Témoignage

Apprivoiser l’imprévisible

La fiche de renseignements posée devant le médecin scolaire est anormalement longue. La maîtresse a gribouillé toute une page A4. Je me tortille sur ma chaise, ça ne sent pas bon .

Le docteur B. est une collègue, nous travaillons ensemble dans l’établissement où j’exerce ( je suis professeur de français). Je suis d’autant plus mal à l’aise que je déteste que le monde privé et professionnel se mélange.

« Bien, nous avons vu le très beau bonhomme de Siméon (ouf, il l’a fait ! L’année dernière il avait refusé/ il préférait faire des spirales), il lui a mis un zizi tout ce qu’il fallait (pourvu qu’ils ne me disent pas que c’est un pervers)… »

L’année a été longue en remarques en tout genre, toutes plus blessantes les unes que les autres. La maîtresse a beaucoup de mal avec Siméon. Comprenons-nous, il n’est pas insolent, ni capricieux, ni violent, il est à part ou comme dirait la maîtresse « il a mauvais caractère, il sait que le mot horloge commence par un H, il sait se servir d’engrenages mais des traits simples, de la motricité fine, il le bâcle. » Il a du mal à s’habiller, à enfiler son manteau, il est perdu , dans la lune, il enlève systématiquement ses chaussures au bac à sable. Il m’est rendu à la sortie très souvent avec une
remarque bien sentie devant les autres parents. Je l’ai puni, j’ai essayé de faire en sorte qu’il rentre dans le cadre, grondé, secoué, essayé de le récompenser..

Peu à peu je perds patience , je perds mon fils que je ne comprends plus et qui parle peu.
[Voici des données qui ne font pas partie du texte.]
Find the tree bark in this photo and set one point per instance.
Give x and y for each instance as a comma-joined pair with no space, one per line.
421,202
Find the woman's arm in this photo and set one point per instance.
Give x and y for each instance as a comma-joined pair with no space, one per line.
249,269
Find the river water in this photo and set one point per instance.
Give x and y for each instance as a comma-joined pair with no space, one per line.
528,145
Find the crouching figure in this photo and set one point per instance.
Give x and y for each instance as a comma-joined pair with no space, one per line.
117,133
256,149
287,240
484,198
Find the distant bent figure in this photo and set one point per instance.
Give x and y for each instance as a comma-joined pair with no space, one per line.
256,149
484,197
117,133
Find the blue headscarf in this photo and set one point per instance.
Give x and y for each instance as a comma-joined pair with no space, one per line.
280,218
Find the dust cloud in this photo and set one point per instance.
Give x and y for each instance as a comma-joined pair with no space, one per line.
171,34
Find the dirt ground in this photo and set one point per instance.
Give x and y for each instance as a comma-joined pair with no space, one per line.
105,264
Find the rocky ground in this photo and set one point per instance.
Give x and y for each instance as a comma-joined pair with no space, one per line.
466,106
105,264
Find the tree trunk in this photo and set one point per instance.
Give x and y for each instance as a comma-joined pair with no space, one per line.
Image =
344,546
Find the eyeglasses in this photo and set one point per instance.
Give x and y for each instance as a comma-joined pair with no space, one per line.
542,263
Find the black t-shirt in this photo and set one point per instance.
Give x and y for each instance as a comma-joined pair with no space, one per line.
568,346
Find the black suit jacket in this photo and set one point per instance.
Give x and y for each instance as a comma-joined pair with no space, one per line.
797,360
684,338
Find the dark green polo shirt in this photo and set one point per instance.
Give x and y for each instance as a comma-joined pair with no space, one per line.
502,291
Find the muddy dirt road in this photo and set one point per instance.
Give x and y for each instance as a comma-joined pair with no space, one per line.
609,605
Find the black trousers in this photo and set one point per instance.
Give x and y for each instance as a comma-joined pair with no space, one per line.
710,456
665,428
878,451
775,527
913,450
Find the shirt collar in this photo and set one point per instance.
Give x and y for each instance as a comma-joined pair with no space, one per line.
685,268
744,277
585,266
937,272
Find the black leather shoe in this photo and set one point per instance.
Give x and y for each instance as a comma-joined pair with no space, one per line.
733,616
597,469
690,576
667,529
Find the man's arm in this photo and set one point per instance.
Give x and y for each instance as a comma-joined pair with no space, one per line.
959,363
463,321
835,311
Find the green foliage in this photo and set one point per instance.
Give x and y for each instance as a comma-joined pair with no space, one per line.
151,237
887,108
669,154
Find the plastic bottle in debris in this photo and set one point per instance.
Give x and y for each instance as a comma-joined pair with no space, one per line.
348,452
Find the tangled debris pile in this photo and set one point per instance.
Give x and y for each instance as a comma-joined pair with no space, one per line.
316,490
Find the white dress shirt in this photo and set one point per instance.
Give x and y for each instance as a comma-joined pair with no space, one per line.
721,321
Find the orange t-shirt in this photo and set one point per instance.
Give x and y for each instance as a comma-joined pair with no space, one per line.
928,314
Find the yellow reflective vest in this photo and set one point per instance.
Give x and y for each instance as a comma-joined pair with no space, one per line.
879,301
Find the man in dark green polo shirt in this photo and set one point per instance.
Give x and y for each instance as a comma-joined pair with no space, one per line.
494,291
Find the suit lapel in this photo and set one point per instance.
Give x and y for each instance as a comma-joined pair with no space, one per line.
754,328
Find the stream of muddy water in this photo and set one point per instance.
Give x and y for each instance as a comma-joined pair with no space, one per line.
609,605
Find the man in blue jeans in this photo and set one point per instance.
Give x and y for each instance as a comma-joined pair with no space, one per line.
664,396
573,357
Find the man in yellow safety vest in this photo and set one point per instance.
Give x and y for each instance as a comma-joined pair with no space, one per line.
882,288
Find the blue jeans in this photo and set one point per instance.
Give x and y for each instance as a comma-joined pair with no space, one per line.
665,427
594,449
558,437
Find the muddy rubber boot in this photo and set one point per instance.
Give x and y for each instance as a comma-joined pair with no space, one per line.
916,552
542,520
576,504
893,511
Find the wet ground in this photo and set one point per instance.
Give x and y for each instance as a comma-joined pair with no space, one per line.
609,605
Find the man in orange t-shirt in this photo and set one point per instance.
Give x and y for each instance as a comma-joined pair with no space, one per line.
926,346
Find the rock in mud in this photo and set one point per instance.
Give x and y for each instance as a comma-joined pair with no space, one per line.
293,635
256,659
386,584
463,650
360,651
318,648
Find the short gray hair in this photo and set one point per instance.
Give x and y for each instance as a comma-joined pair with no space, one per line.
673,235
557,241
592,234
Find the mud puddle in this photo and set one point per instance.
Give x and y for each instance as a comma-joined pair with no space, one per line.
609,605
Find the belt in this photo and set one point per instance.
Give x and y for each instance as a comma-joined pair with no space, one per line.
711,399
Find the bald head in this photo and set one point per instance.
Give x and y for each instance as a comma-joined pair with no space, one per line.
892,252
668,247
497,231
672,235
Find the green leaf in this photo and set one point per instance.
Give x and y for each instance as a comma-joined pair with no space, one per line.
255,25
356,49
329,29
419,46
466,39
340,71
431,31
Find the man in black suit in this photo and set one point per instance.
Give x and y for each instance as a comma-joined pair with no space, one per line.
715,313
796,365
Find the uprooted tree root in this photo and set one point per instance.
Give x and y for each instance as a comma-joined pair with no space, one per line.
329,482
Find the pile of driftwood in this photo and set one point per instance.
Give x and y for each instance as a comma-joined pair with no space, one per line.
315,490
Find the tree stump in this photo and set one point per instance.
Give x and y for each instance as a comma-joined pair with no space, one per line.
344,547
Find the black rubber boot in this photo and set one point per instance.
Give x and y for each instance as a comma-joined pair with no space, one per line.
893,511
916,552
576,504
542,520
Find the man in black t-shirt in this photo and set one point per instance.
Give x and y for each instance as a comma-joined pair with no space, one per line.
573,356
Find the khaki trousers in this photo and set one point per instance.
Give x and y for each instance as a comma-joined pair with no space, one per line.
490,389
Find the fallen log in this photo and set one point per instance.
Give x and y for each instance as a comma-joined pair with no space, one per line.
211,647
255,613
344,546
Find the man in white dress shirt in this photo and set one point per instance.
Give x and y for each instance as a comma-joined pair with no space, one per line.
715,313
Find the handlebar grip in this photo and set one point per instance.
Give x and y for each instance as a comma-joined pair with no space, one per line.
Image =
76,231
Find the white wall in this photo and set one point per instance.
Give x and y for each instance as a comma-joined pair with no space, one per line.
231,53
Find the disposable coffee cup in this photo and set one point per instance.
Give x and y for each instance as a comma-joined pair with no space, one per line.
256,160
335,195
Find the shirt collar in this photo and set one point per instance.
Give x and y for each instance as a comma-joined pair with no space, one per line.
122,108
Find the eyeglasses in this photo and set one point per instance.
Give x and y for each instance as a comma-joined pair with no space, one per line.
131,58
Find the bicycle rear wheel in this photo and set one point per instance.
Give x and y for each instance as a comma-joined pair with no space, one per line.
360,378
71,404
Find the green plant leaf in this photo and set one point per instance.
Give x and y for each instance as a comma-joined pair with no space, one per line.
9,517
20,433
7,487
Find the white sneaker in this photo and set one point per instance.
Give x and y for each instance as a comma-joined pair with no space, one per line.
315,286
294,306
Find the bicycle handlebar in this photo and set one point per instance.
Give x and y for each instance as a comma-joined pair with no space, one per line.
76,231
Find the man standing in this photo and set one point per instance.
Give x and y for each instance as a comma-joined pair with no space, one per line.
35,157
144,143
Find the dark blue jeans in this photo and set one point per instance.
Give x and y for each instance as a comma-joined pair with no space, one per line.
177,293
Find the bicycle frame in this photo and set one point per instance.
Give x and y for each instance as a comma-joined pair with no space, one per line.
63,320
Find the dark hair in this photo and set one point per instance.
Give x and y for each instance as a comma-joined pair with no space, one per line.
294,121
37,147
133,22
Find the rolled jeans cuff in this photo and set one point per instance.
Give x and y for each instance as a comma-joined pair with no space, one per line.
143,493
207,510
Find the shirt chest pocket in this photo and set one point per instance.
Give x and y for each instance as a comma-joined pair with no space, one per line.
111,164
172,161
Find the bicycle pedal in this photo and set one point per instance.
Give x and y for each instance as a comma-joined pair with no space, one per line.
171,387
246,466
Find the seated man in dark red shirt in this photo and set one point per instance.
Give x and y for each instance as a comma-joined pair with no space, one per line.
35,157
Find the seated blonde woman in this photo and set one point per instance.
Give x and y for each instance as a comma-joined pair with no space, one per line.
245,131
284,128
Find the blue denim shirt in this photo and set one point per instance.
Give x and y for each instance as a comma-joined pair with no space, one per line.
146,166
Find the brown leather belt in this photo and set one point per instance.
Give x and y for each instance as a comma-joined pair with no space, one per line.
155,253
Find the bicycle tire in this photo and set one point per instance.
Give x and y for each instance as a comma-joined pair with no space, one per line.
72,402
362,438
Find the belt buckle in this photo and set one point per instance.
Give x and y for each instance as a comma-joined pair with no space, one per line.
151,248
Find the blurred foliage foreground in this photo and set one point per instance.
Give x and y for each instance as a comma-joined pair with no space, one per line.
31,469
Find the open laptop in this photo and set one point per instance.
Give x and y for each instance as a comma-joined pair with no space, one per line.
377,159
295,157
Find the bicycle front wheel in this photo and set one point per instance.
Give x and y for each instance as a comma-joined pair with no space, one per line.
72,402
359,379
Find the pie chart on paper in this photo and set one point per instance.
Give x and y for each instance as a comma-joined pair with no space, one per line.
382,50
Le docteur B. me tend un numéro de téléphone précédé du sigle CEDA (centre d’évaluation et de diagnostique de l’ Autisme).

« Au regard de tout ce que m’a dit la maîtresse, je pense que votre enfant est autiste asperger, vous devriez les appeler pour faire un bilan. »

Je suis stupéfaite « Est-ce vraiment utile ? Siméon va bien ? Nous n’avons aucun problème avec lui. » Dans les jours qui ont suivi, je suis passé de la colère, au doute, à la résignation. On ne peut pas laisser traîner ça dans son dossier scolaire, il faut faire ses tests et leur prouver qu’ils se trompent : Qu’on laisse notre enfant tranquille.

Rendez-vous est pris. Je fais des recherches sur internet, des bonnes surprises sur des Aspergers qui vont très bien des moins bonnes Je lis tout un tas de livres et je ne suis plus si sûre que Siméon ne soit pas
asperger…

Le bilan prendra du temps mais la conclusion est nette : votre enfant est porteur du syndrome d’Asperger.

Au fond de moi :

  • un soulagement, il n’est pas responsable de ce qui fait de lui un enfant différent
  • une cassure : mes efforts ne le changeront pas. Mon statut de professeur ne suffira pas à en faire un élève exemplaire. Mon amour de maman, mon instinct maternel , tout cela ne sera pas toujours suffisant pour le protéger des autres. Je le pressens : plus rien n’est prévisible. Mes ressources personnelles ne seront pas suffisantes.

Les années qui vont suivre vont me confirmer ses intuitions, mais je ne peux vivre dans la crainte, ni dans l’inquiétude. Par la suite, certaines nuits ont été très longues pourtant le temps m’amène à accepter au jour le jour que l’imprévisible est à apprivoiser.